I thought that the best way to communicate the incredible list of speakers that were at the final day of the convention was to provide a link to C-Span , who taped the whole thing. You can slide the gage to the speaker of your choice or listen to the whole list of speakers. I don't think you will be disappointed. They obviously are public speakers for a reason.

At Lunch we broke up into our state meetings. During lunch Lana Theis and I received awards for our efforts with AFP. Mine was a one time award given for "Lifetime Dedication to Limited Government and Economic Liberty". I am humbled by this award but it is not just mine. It is also for all those who have been with me since the beginning of our efforts and those who have joined over the years and have worked so hard. I thank you, Michigan AFP and anyone who joins the WCTA for making this possible. Please continue to support us and join in the effort.

After Lunch we had short updates from the state directors of each state. Next,we had brake out sessions where we trained in topics of our choice. They included topics concerning emerging issues in 2010:The Lefts Strategy and Our Solution, Grass Root Training, Detecting and Countering Media Bias, How to Impact your Legislators, Investigative Reporting Skills, State budget Crisis, and much more.

In conclusion we had the final reception and farewell speech by Tim Phillips. You should consider attending next year if you can, it is fun and informative.

Sunday, October 04, 2009

The Defense of the American Dream Continues




The morning of the first day was great. It started out with specialized grassroots training sessions on internet activism, grassroots activism and training on methods. It wasn't in anyway as subversive as it sounds. It was just good clean suggestions on methods.

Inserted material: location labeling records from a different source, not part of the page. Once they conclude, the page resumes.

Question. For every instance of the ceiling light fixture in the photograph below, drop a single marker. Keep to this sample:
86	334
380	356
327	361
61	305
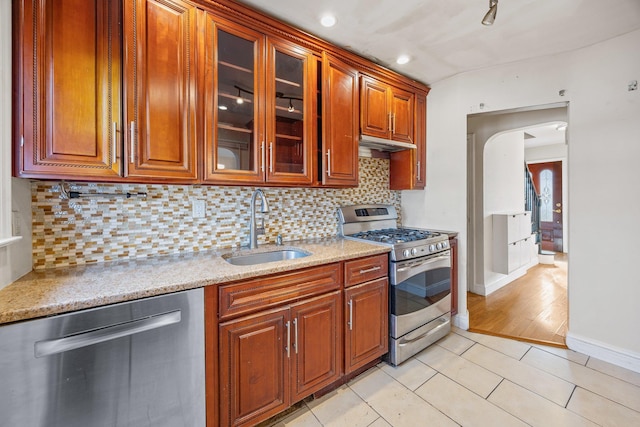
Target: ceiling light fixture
403	59
328	20
490	17
239	99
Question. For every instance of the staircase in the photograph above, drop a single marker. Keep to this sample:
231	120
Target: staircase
532	203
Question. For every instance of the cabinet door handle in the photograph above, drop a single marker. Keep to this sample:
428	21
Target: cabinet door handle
271	157
295	335
114	141
132	130
370	270
288	326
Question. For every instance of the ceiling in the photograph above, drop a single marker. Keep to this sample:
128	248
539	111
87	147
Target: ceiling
445	37
549	134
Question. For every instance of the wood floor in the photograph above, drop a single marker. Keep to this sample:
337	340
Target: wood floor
532	308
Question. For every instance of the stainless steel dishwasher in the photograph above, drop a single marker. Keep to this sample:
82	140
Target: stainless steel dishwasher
137	363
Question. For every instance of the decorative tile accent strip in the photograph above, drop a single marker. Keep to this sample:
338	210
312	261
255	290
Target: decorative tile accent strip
90	230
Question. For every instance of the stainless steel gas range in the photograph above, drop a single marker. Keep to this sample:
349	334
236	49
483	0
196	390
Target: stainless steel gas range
420	276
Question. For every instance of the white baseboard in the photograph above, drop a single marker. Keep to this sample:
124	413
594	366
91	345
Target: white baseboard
461	320
605	352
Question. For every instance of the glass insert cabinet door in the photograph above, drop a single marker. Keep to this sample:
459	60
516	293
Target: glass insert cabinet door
290	103
233	99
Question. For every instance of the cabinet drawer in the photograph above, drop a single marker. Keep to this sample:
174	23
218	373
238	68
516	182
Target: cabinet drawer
365	269
265	292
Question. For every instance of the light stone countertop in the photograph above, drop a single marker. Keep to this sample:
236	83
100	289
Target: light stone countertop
48	292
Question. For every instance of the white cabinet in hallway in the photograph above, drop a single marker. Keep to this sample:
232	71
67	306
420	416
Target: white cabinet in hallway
512	241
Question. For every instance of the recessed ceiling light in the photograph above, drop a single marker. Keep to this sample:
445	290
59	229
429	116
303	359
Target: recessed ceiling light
328	20
403	59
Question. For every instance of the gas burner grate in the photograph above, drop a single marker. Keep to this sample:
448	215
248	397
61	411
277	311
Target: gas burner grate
395	235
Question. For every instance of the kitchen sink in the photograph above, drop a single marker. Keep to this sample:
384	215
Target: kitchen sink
264	257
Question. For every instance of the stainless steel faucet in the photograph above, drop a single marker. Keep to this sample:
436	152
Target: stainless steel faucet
264	208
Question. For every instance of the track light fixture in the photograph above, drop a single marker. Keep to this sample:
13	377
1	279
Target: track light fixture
239	99
490	17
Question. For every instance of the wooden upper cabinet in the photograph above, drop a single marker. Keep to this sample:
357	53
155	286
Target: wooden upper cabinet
67	74
339	123
290	113
407	168
374	109
259	96
386	111
160	84
402	111
233	102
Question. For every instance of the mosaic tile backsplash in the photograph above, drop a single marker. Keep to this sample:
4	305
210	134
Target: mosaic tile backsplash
70	232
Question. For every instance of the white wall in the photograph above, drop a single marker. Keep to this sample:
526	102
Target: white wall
604	288
15	260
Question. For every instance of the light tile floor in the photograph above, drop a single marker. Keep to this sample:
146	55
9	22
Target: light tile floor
470	379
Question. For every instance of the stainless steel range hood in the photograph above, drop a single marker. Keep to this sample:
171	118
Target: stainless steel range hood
384	144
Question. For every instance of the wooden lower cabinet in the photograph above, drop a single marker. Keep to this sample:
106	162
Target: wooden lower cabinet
366	316
453	244
275	358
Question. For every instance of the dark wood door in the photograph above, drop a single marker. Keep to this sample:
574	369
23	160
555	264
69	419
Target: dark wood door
254	368
340	124
366	320
68	117
402	115
316	349
160	86
547	177
375	116
232	66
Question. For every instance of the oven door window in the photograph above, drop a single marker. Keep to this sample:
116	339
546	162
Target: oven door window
420	291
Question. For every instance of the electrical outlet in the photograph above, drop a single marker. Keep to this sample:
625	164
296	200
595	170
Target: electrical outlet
198	208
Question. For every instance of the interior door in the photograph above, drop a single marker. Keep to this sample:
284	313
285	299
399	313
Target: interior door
547	178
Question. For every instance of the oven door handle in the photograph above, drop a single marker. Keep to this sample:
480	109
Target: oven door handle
444	323
406	269
431	263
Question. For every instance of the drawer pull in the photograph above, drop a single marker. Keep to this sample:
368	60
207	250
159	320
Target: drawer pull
288	347
370	270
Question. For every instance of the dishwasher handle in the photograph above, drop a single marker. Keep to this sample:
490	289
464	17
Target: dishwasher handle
96	336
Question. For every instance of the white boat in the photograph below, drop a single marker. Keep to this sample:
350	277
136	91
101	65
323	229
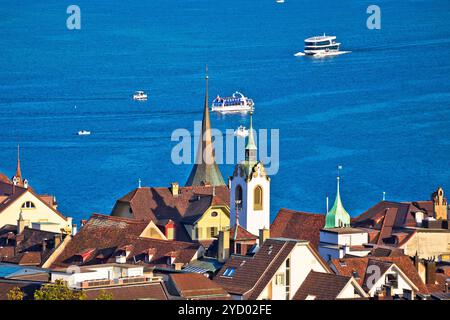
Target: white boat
140	96
241	132
236	103
321	46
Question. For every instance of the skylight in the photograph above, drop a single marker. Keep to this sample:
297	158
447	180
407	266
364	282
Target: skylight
229	272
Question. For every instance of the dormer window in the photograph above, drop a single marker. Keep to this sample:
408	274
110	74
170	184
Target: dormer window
229	272
28	205
258	198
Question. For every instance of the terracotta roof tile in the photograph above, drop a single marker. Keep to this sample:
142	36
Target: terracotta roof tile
324	286
298	225
152	291
347	266
253	273
108	234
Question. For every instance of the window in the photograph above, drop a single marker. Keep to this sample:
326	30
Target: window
28	205
279	279
212	232
258	198
238	248
288	278
197	233
229	272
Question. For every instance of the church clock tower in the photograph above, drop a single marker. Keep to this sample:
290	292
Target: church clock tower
250	191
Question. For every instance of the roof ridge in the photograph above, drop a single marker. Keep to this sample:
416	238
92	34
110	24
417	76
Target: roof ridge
123	219
270	264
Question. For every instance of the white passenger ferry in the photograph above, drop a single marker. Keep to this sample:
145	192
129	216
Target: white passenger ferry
236	103
321	46
241	131
140	96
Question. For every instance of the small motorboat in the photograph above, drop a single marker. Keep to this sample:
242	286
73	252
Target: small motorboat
140	96
83	133
241	132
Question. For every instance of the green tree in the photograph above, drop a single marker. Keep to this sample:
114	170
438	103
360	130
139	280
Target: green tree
58	291
104	295
15	294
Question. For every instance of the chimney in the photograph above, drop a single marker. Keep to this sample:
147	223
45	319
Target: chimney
174	188
21	224
224	246
439	205
388	290
264	234
170	230
58	240
74	229
430	266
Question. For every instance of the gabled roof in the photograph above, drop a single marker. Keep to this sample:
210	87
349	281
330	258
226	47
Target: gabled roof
252	274
401	214
298	225
107	235
324	286
29	250
241	234
198	287
10	193
142	291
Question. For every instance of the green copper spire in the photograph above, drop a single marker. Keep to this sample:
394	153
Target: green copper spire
337	217
250	148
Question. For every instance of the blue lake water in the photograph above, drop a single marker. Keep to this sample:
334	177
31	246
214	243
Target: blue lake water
381	111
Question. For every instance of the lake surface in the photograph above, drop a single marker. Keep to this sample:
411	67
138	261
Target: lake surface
382	111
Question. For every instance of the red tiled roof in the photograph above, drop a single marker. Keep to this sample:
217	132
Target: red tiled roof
152	291
108	234
252	274
197	286
402	214
347	266
159	204
298	225
242	234
10	193
324	286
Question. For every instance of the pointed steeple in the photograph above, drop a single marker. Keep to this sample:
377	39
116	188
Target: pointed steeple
337	217
205	169
18	175
250	148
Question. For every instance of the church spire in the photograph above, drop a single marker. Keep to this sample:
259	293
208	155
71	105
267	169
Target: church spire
205	169
250	148
337	217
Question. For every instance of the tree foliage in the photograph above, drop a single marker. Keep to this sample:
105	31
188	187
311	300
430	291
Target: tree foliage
58	291
15	294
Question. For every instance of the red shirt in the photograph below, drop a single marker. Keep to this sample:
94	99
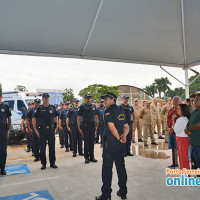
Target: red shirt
172	112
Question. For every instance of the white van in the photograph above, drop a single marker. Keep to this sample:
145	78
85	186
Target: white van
18	101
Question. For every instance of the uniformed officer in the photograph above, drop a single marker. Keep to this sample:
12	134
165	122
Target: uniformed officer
29	137
29	124
88	112
146	115
61	133
128	111
156	117
100	130
161	115
46	116
165	111
77	138
5	126
138	121
67	139
116	130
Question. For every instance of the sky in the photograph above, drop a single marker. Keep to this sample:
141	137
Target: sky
59	73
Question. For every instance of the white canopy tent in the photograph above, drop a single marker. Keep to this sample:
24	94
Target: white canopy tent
155	32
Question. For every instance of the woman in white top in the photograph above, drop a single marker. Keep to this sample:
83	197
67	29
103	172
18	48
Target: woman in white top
181	138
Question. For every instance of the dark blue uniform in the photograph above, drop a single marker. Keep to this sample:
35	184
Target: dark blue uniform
128	112
36	144
46	127
88	113
29	136
4	115
113	151
67	135
100	130
76	136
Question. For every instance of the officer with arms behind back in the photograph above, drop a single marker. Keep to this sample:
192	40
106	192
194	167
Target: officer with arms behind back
116	130
46	116
88	112
5	125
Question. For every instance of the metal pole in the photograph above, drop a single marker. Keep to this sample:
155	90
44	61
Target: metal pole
186	83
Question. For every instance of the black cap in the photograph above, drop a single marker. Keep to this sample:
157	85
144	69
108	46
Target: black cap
125	97
86	96
37	100
45	95
111	95
67	102
76	99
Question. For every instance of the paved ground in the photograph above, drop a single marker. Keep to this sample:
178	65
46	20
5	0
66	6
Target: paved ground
78	181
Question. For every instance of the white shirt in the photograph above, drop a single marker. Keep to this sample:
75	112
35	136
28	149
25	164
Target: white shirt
180	126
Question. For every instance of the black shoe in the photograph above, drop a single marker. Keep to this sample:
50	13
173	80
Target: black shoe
172	166
54	166
122	196
93	160
43	167
28	150
36	159
129	154
3	172
102	198
154	143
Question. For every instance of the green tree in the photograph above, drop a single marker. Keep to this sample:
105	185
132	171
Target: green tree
20	88
97	90
68	95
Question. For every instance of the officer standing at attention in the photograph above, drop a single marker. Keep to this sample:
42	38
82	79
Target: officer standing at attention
29	137
46	116
29	124
148	124
100	130
116	130
73	129
5	126
137	122
88	112
63	127
128	111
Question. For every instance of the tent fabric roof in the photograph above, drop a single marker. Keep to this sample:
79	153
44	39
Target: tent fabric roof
157	32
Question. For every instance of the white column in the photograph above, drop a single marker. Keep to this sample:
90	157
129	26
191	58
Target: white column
186	83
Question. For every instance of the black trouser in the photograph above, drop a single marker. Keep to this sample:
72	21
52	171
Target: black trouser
89	135
29	139
3	147
113	151
36	145
129	139
100	131
67	138
77	139
47	135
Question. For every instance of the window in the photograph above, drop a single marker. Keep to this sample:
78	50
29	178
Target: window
10	104
21	106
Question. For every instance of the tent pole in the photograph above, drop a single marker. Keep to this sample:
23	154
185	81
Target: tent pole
186	83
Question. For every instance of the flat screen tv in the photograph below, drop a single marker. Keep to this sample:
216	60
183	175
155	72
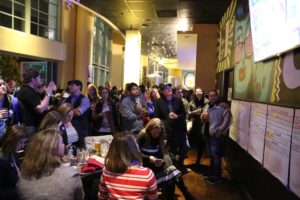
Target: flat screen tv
275	27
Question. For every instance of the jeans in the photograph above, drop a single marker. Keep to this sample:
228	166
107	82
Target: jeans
179	145
216	150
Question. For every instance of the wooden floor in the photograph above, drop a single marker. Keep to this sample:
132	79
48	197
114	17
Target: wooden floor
227	190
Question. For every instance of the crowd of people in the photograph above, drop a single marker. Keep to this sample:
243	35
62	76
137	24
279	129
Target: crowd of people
149	129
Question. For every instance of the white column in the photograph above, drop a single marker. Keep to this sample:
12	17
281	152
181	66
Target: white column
132	62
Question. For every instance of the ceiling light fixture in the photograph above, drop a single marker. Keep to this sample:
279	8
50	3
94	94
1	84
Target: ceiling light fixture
183	25
69	3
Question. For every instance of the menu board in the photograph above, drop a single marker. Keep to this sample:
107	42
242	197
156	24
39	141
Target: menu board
278	141
295	155
257	130
240	126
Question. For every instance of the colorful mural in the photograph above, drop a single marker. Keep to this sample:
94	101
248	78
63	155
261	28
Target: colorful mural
275	80
225	40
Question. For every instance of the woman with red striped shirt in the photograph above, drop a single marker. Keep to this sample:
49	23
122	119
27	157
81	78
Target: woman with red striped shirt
123	176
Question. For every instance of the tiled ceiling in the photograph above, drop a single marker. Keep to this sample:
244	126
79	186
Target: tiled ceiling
140	14
158	16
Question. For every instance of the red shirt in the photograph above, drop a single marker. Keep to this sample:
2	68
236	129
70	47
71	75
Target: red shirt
136	183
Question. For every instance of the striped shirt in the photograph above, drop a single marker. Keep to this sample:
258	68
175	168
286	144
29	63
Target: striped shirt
136	183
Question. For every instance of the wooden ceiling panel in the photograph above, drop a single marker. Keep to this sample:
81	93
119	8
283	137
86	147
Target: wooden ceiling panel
145	14
140	5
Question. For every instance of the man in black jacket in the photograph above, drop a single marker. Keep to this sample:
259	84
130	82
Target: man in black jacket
172	112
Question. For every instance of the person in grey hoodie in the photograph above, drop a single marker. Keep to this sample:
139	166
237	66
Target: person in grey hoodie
217	119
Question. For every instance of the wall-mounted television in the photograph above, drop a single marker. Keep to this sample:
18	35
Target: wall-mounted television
275	27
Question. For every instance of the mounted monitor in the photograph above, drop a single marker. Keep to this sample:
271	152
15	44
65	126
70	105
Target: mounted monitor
275	27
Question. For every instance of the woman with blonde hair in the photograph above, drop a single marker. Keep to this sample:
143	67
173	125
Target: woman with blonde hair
151	141
105	115
42	174
123	176
93	95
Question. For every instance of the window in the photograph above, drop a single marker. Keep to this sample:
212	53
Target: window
101	52
44	20
12	14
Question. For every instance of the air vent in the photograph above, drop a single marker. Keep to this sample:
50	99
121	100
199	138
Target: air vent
166	13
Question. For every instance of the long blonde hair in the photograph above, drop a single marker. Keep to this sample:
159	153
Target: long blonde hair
42	154
11	138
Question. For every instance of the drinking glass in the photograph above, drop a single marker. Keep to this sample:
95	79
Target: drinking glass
97	147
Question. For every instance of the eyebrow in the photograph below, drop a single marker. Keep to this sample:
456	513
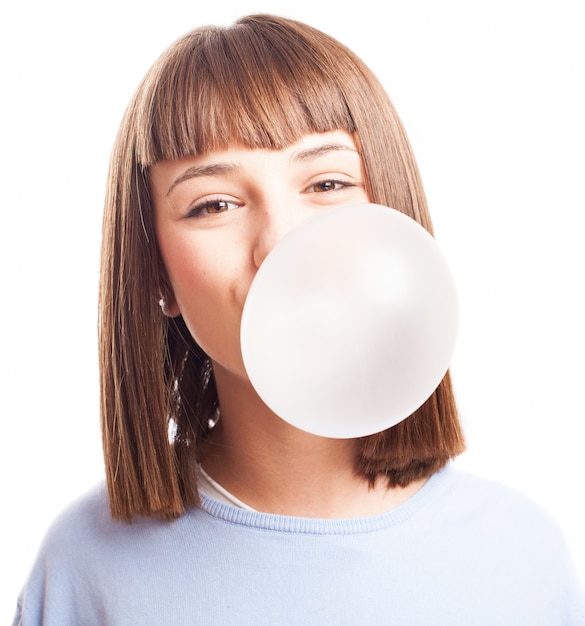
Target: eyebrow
214	169
317	151
217	169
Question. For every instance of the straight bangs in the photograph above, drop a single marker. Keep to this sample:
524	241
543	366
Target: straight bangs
251	86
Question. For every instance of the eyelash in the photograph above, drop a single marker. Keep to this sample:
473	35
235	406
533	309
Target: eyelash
339	185
198	209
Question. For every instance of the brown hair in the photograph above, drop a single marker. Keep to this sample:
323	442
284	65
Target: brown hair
264	83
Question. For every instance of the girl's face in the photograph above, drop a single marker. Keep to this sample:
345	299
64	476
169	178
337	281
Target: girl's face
218	215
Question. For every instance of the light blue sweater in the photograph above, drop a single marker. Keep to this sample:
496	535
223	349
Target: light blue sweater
462	551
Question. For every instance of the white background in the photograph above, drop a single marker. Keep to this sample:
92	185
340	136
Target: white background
491	94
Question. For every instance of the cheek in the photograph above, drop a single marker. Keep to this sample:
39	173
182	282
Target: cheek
210	286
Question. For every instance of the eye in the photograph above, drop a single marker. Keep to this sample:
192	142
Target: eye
211	207
324	186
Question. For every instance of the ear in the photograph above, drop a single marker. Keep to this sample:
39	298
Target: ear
169	306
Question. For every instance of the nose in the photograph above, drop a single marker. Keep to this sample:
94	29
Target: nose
272	224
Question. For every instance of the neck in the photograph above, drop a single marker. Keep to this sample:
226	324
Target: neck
276	468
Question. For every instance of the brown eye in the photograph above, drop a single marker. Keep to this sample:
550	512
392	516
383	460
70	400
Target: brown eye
212	207
326	185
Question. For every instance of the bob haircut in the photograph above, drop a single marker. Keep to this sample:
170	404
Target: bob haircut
263	82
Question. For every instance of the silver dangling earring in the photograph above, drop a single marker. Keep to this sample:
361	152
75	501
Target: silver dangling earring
212	421
163	305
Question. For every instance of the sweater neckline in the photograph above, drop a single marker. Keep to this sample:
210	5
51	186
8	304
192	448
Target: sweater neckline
230	514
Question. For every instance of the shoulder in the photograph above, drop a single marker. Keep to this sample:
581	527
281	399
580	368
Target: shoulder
484	503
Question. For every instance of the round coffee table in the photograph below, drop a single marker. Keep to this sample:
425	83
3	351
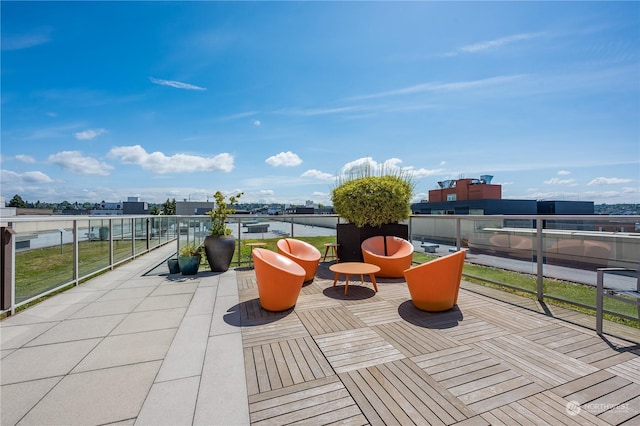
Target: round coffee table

In the afternoon, most people prepared for the rally and after that meetings with their legislators, which mostly turned out to be their aids. The above video was taken by AFP. Their cameras are so much better than mine.

That evening was the "Tribute to Ronald Reagan Dinner". We had some great speakers. Laura Ingram, radio host and best selling author was the keynote speaker. She was funny and thought provoking. She was followed by Congressman Mike Pence, who not only gave a very engaging speech but did great imitations of George W. Bush and Ronald Reagan. They were followed by Dr. Jim Miller, former Reagan Budget Director and Art Pope who is AFPs Chairman.

More tomorrow.

Friday, October 02, 2009

The American Dream Begins Again


I am writing to you from the third annual American Dream Summit in Washington DC sponsored by Americans For Prosperity. This year they have over 2000 people registered for the conference. This morning we had seminars on blogging and Grass Root training. In reality they are lessons in communication - ways to attract people to your organization and how to communicate your ideas.

In the picture above you see the attendees loading on to buses to go to a Capitol Hill town hall and news conference. After the rally they will go to meetings, organized by state delegations, to talk with legislators. Most likely they will be talking to aids or bureaucrats, as the legislators are not in session. I hope that you will get involved by calling or emailing your legislators and telling them to leave our health care alone. More later.